10. The method of claim 1, further comprising:

performing a hyperlink embedding process for embedding a set of hyperlinks to specified portions of the index picture for linking to associated information items.

11. A system for processing a video stream with the purpose of creating at least one index picture for each segment of predefined interest in the video stream, which comprises a content extraction module for performing a content extraction process on the video stream to thereby extract a set of content items of predefined interest from the video stream, where the content items of predefined interest include at least one moving object and associated activity record dataset; and

a content synthesis module for performing a content synthesis process on the extracted content items to thereby create at least one resultant picture that shows all the content items of predefined interest in a predefined manner in which each moving object of predefined interest is tagged with an activity record dataset used to indicate information about the activity of each moving object.

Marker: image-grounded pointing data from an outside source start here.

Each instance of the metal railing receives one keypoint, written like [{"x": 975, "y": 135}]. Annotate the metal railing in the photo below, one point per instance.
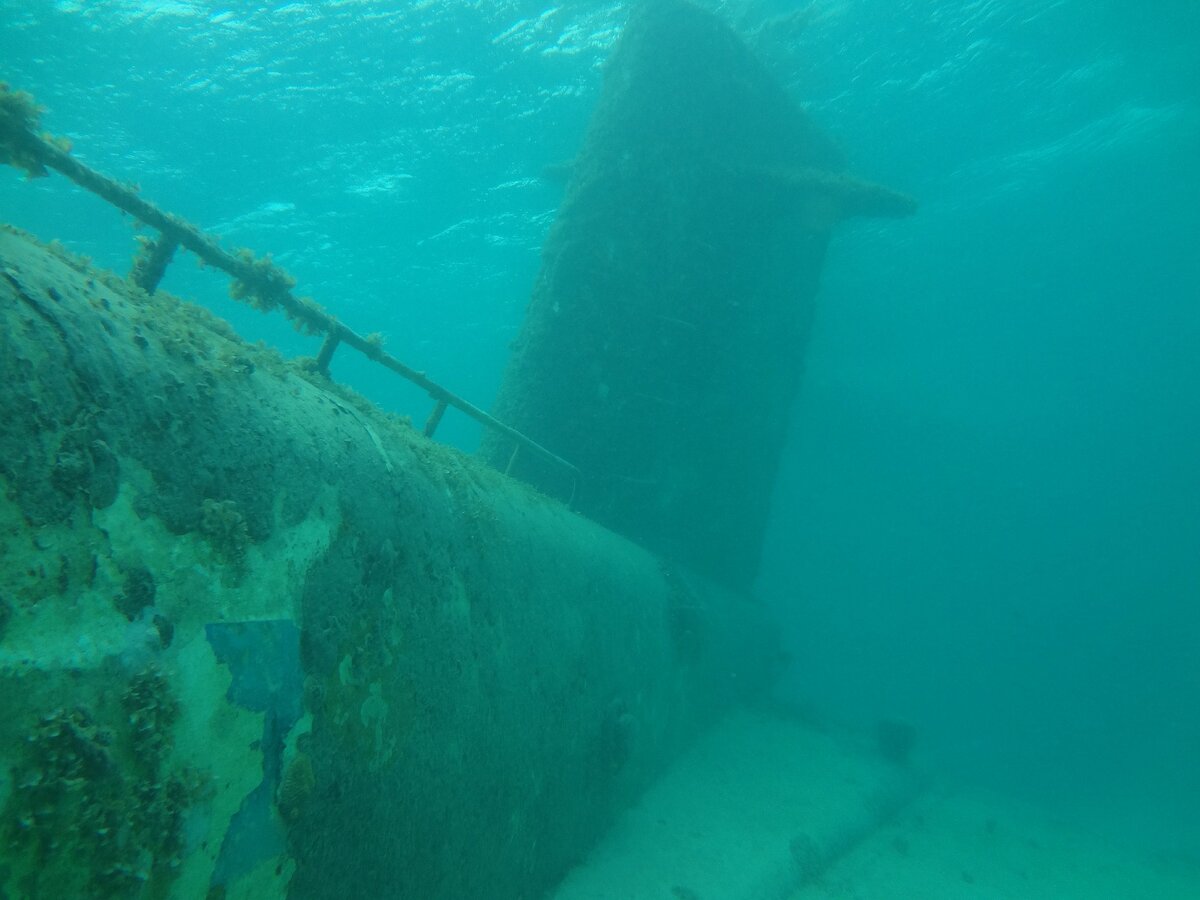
[{"x": 257, "y": 280}]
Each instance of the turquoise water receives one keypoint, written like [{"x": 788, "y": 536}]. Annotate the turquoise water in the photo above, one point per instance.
[{"x": 988, "y": 522}]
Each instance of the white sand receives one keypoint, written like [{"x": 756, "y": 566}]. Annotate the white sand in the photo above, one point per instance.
[{"x": 767, "y": 809}]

12. The system of claim 11, wherein each moving object and associated activity record dataset are displayed in a 2D (two-dimensional) representation.

13. The system of claim 11, wherein each moving object and associated activity record dataset are displayed in a 3D (three-dimensional) representation.

14. The system of claim 11, wherein the associated activity record dataset of each moving object includes time/date of the presence of the moving object in the video stream.

15. The system of claim 11, wherein in the case of multiple moving objects, each moving object is displayed in a unique color.

16. The system of claim 11, further comprising:

a user-interested-event defining module for performing a user-interested-event defining process for defining an ROI (region of interest) and event attribute of particular interest.

17. The system of claim 11, wherein the content items of predefined interest include a feature image for each moving object.

18. The system of claim 18, wherein in the case of the moving object is a human being, the feature image is the face of that human being, while in the case of the moving object is an automobile, the feature image is a number plate on that automobile.

19. The system of claim 11, wherein the content items of predefined interest include a representative object image for each moving object.

20. The system of claim 11, further comprising:

performing a hyperlink embedding process for embedding a set of hyperlinks to specified portions of the index picture for linking to associated information items.